With hundreds, perhaps thousands of stonemasons carving Green Men in churches across Western Europe for several hundred years there was bound to be a lot of variation but there are three main styles*:
1. Plain Faces in Greenery: This shows a human face (a few are female but women’s faces seem only to appear in these Plain Face versions) simply peering out through a mass of encircling foliage. The face and the greenery are quite distinct and separate elements of the design so there is no doubt there is a human face surrounded by foliage. There is a modern tendency incorrectly to conflate the Green Man and Jack In The Green and the image below right shows how confusion could arise as early Jacks had holes though which the carrier’s face could be seen. Lady Raglan in her article about the Green Man acknowledged the similarity between the Southwell example below centre and the Jack in The Green below right. Most current Jack’s have replaced the opening with masks.
Below Left: Exeter C14th Below Centre Southwell circa 1290 Below Right: Jack In The Green 1795
2. Metamorphic or Tete de Feuilles Faces: The human and foliage elements are fused into one organic whole so it is hard to decide if it is a human face changing into greenery (e.g. below left from Istanbul), or a foliage face changing into a human one (e.g. below right from Bamburg, Germany) or something in-between (e.g. below centre from Lichfield). The faces can be a little disturbing because of the ambiguity of what you are seeing.

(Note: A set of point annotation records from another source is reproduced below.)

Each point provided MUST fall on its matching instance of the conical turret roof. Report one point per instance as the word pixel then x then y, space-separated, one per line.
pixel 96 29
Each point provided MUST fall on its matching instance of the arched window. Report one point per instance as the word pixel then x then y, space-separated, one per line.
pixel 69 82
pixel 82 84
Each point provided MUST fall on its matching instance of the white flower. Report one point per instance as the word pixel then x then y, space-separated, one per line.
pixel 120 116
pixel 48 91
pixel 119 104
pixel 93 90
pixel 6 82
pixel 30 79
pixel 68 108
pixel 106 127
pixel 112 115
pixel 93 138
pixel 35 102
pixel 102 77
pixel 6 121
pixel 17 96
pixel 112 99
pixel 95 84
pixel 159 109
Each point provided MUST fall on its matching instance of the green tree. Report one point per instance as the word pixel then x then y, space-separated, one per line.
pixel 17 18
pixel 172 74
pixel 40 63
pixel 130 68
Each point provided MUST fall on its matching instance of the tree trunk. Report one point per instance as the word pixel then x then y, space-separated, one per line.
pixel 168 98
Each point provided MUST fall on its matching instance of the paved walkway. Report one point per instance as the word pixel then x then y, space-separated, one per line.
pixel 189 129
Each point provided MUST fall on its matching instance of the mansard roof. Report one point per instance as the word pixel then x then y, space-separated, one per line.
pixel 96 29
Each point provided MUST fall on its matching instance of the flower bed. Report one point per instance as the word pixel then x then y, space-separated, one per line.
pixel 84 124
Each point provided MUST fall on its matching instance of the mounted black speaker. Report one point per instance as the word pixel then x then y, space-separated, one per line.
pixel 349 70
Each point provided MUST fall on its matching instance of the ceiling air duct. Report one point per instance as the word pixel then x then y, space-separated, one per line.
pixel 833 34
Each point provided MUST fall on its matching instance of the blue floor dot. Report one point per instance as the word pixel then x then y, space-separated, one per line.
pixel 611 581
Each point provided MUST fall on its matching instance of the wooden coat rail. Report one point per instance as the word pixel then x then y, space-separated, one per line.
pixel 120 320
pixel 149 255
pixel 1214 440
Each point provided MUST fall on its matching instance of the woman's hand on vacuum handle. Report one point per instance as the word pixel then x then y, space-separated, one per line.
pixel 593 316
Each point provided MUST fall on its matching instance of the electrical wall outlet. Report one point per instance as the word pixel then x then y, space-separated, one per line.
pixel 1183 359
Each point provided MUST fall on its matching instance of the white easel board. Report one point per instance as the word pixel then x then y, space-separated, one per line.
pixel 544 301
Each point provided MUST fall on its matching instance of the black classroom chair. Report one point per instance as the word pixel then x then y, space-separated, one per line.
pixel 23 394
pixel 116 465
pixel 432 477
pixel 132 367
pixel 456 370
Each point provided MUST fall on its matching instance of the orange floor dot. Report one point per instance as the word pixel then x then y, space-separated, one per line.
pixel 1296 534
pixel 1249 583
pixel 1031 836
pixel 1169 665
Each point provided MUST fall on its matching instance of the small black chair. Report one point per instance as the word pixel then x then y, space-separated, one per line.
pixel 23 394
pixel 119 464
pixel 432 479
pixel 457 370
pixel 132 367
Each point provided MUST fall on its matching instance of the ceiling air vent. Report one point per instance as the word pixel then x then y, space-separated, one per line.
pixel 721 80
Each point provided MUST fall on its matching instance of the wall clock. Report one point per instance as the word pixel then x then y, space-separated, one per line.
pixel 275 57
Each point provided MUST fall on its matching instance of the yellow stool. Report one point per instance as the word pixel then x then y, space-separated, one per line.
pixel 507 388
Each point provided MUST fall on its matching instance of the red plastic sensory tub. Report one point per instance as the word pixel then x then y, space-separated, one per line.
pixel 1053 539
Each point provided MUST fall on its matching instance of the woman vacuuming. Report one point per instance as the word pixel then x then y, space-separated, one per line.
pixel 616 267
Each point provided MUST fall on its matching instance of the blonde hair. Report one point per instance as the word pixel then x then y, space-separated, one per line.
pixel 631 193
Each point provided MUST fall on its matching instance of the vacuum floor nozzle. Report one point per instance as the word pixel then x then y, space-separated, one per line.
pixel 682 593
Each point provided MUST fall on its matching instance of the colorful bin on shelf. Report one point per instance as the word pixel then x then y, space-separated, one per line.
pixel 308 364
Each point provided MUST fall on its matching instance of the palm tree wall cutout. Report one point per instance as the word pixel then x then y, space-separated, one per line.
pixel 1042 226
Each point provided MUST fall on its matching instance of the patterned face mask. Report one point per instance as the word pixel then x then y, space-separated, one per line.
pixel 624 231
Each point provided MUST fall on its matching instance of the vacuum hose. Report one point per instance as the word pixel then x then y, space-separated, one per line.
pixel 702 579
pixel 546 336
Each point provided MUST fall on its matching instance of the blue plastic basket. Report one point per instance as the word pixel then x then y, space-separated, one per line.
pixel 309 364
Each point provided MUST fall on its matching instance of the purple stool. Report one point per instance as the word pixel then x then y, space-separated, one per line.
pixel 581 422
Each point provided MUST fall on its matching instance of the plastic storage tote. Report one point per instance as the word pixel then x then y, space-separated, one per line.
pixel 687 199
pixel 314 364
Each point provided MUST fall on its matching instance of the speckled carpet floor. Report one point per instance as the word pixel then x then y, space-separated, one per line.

Sevilla Cathedral has numerous metamorphic carvings dating from between 1401 and 1506
3. Foliage or Masque Feulli Faces (occasionally called Masque Herbu): In these the greenery is actually sprouting out of the face’s mouth, nose and even eyes. They look intimidating and un-natutal. The examples below are from (left to right) Sutton Benger, Llangwm and Ottery St Mary. The coloured tiles date from 1577 and are in the Alhambra, Granada.